Iterators for D

Walter Bright newshound at digitalmars.com
Tue Nov 7 23:20:03 PST 2006


Oskar Linde wrote:
> As Sean hints at, "random access iterators" are not pure iterators. The 
> random access part is orthogonal to the iterative part. In D, a perfect 
> way to implement a random access view is defining a .length property and 
> an opIndex method. A random access view doesn't need to be iterable and 
> an iterator doesn't need to provide random access. A D slice is the 
> perfect example of a random access view.

You two might be right.

> I see no reason to use operator overloading when the result isn't 
> replaceable with a pointer anyway.

Right.

> Bill Baxter's points regarding iterator as a concept vs an 
> interface/abstract class are very valid. And as Bill says, maybe both 
> should be supported.
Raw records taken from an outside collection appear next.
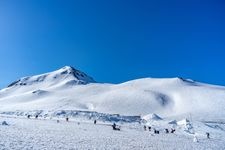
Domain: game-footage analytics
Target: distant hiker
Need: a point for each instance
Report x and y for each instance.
(115, 127)
(167, 131)
(145, 128)
(173, 130)
(207, 134)
(156, 131)
(195, 139)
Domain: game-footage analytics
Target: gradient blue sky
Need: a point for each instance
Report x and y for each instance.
(113, 41)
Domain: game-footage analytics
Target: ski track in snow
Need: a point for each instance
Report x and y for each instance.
(35, 134)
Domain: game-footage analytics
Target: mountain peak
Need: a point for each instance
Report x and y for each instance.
(64, 74)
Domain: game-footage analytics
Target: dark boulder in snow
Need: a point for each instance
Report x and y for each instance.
(151, 117)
One of them could always be converted to the other.

Yes.

> Regarding efficiency, here is one sample implementation that a compiler 
> should(*) be able to make just as efficient as for/foreach loops:
> 
> struct Iterator(T) {
>     T* ptr;
>     T* end;
> 
>     bool step() { return ++ptr != end; }
>     T value() { return *ptr; }
>     T value(T x) { return *ptr = x; }
>     // mixin OpApplyMixin;
> }
> 
> Iterator!(T) iter(T)(T[] x) {
>     Iterator!(T) ret;// = {x.ptr-1, x.ptr+x.length}; // ICE
>     ret.ptr = x.ptr-1;
>     ret.end = x.ptr+x.length;
>     return ret;
> }
> 
> void main() {
>     int[] arr = [1,2,3,4,5];
> 
>     auto i = arr.iter();
> 
>     while(i.step) {
>         writefln("%s",i.value);
>         i.value = 5;
>     }
> }

It's good, but the pointer-before-the-start is problematic. This can 
cause problems on some architectures. Pointing past the end is 
explicitly supported, but before the beginning is not. I'd also prefer 
the step() get 'stuck' at the end, instead of going past it if it gets 
called again (this makes sense for input iterators). So I suggest instead:

	for (auto i = arr.iter(); !i.atEnd(); i.step())
		...

in other words, separate out the 'end' test from the 'step' operation.